Kandidaten erkennen: Welche Patienten können von der MyoPro® Orthese profitieren?
Die MyoPro® Orthese ist ein modernes und innovatives technisches Hilfsmittel, dass eine wichtige Unterstützung in der Schlaganfall Rehabilitation bieten kann. Eine möglichst frühe Identifikation von geeigneten Kandidaten für die MyoPro® Orthese ist wichtig für eine reibungslose Rehabilitation und eine schnelle Rückkehr in einen selbstbestimmten Alltag – doch auch wenn ein Schlaganfall länger zurück liegt, kann die MyoPro® einen Mehrwert für ein eigenständiges Leben darstellen. Für medizinisches und therapeutisches Fachpersonal lohnt es sich, die wichtigsten Faktoren zu Einschätzung auf Eignung für die MyoPro® zu kennen.
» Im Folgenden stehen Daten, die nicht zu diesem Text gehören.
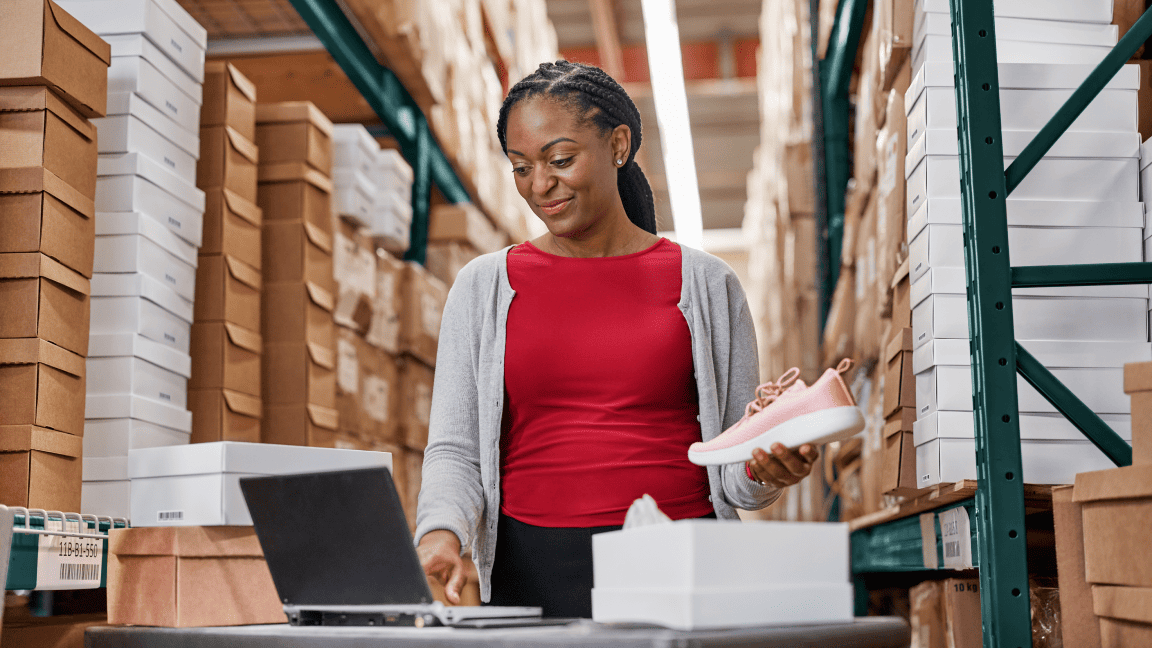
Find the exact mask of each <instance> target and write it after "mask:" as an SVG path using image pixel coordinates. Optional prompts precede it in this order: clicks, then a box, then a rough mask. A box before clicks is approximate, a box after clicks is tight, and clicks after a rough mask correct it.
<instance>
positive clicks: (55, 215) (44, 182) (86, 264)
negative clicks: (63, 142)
mask: <svg viewBox="0 0 1152 648" xmlns="http://www.w3.org/2000/svg"><path fill="white" fill-rule="evenodd" d="M94 213H96V206H94V204H93V202H92V199H91V198H88V197H84V196H83V195H82V194H81V193H79V191H78V190H76V189H75V188H73V187H70V186H69V184H68V183H66V182H65V181H62V180H60V179H59V178H56V176H55V175H54V174H52V173H51V172H47V171H44V169H35V168H25V169H0V254H8V253H41V254H45V255H48V256H50V257H52V258H54V259H56V261H59V262H60V263H62V264H65V265H67V266H68V268H70V269H73V270H75V271H76V272H79V273H81V274H83V276H84V277H91V276H92V241H93V231H94V219H93V218H92V217H93V214H94Z"/></svg>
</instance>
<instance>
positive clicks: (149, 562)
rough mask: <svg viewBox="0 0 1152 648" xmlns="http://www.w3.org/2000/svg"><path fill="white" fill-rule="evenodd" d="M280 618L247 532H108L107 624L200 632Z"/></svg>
mask: <svg viewBox="0 0 1152 648" xmlns="http://www.w3.org/2000/svg"><path fill="white" fill-rule="evenodd" d="M285 620H286V617H285V613H283V608H282V605H281V603H280V597H279V596H278V595H276V588H275V585H273V582H272V574H271V573H268V566H267V564H266V563H265V562H264V552H263V551H262V550H260V543H259V540H257V537H256V532H255V530H253V529H252V528H251V527H185V528H151V529H150V528H131V529H114V530H112V532H111V533H109V534H108V623H109V624H129V625H152V626H164V627H204V626H228V625H251V624H282V623H285Z"/></svg>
Was ist die MyoPro® Orthese?
Die MyoPro® Orthese ist eine myoelektrische Armorthese, die speziell für Patientinnen und Patienten mit neurologisch bedingten Bewegungseinschränkungen in Hand und Ellbogengelenk entwickelt wurde. Sie erkennt über Oberflächenelektroden vorhandene Muskelimpulse (EMG-Signale) und setzt diese in unterstützte Bewegungen um. Dadurch können Funktionen wie das Beugen und Strecken des Arms oder das Öffnen und Schließen der Hand aktiv unterstützt werden.
Im Gegensatz zu steifen Schienen ermöglicht die MyoPro® eine aktive Einbindung des Patienten in den Bewegungsprozess. So kann das einzigartige Hilfsmittel nach einem Schlaganfall auch zur Förderung motorischer Reorganisation (Neuroplastizität) und zur funktionellen Nutzung der oberen Extremitäten beitragen. Ein teilweise gelähmter Arm kann dank der MyoPro® Orthese bei regelmäßiger Anwendung im Idealfall sogar stärkere Muskelaktivität aufzeigen.
Für wen ist die MyoPro® Orthese geeignet?
Die MyoPro® Orthese ist grundsätzlich für Jugendliche ab 12 Jahren sowie für Erwachsene geeignet. Entscheidend für die Eignung ist vor allem das Vorliegen geeigneter neurologischer Voraussetzungen und Eigenmotivation.
Typische Indikationen sind unter anderem
- Lähmungen oder Spastiken, z. B. nach einem Schlaganfall
- Rückenmarksverletzungen
- Verletzungen des Plexus brachialis
- Infantile Zerebralparese
- Weitere neurologische Erkrankungen mit Einschränkungen der Arm- und Handfunktion
Bei allen Krankheitsbildern ist das Vorhandensein muskulärer Restaktivität entscheidend, da diese die Grundlage für die Steuerung der Orthese bildet. Die individuelle Eignung einer Person wird von klinischen Spezialisten, Therapeuten und zertifizierten Orthopädietechnikern untersucht und festgestellt.
Patienten auf Eignung für die MyoPro® prüfen
Eine strukturierte Eignungsprüfung ist ein wesentlicher Bestandteil der Hilfsmittel-Versorgung nach einem Schlaganfall. Zunächst erfolgt eine persönliche Beurteilung durch einen von Myomo zertifizierten klinischen Spezialisten, der Erfahrung im Umgang mit myoelektrischen Systemen hat.
Ein zentraler Bestandteil der Eignungsprüfung ist die Testung des Bewegungsumfangs der oberen Extremitäten und der vorhandenen Muskelaktivität. Mithilfe von EMG-Messungen wird überprüft, ob ausreichend verwertbare Signale vorhanden sind, um die MyoPro® Orthese zu steuern. Als Grundlage für den Steuerungsmechanismus der MyoPro® sind die EMG-Signale eine essenzielle Voraussetzung für die Anwendung der Orthese.
Funktionelle Ziele der Schlaganfall Rehabilitation werden nach einer unverbindlichen Erprobung gemeinsam mit dem Patienten definiert. Dazu zählen beispielsweise das gezielte Greifen, Stabilisieren oder Halten von Gegenständen im Alltag.
Eine erste Orientierung über eine mögliche Eignung kann auch über unseren standardisierten Selbsttest erfolgen, der eine grundlegende Einschätzung ermöglicht. Dieser ersetzt nicht die fachliche Evaluation, sondern dient lediglich als ergänzendes Screening-Tool.
Für medizinisches Fachpersonal gilt: Die richtige Patientenauswahl entscheidet maßgeblich über den Erfolg der Rehabilitation und die Integration der MyoPro® Orthese in den Alltag. Bei vorhandener Eignung und regelmäßigem Einsatz kann die MyoPro® einen wertvollen Beitrag für die Alltagsbewältigung und die Wiederherstellung der muskulären Funktionalität beitragen.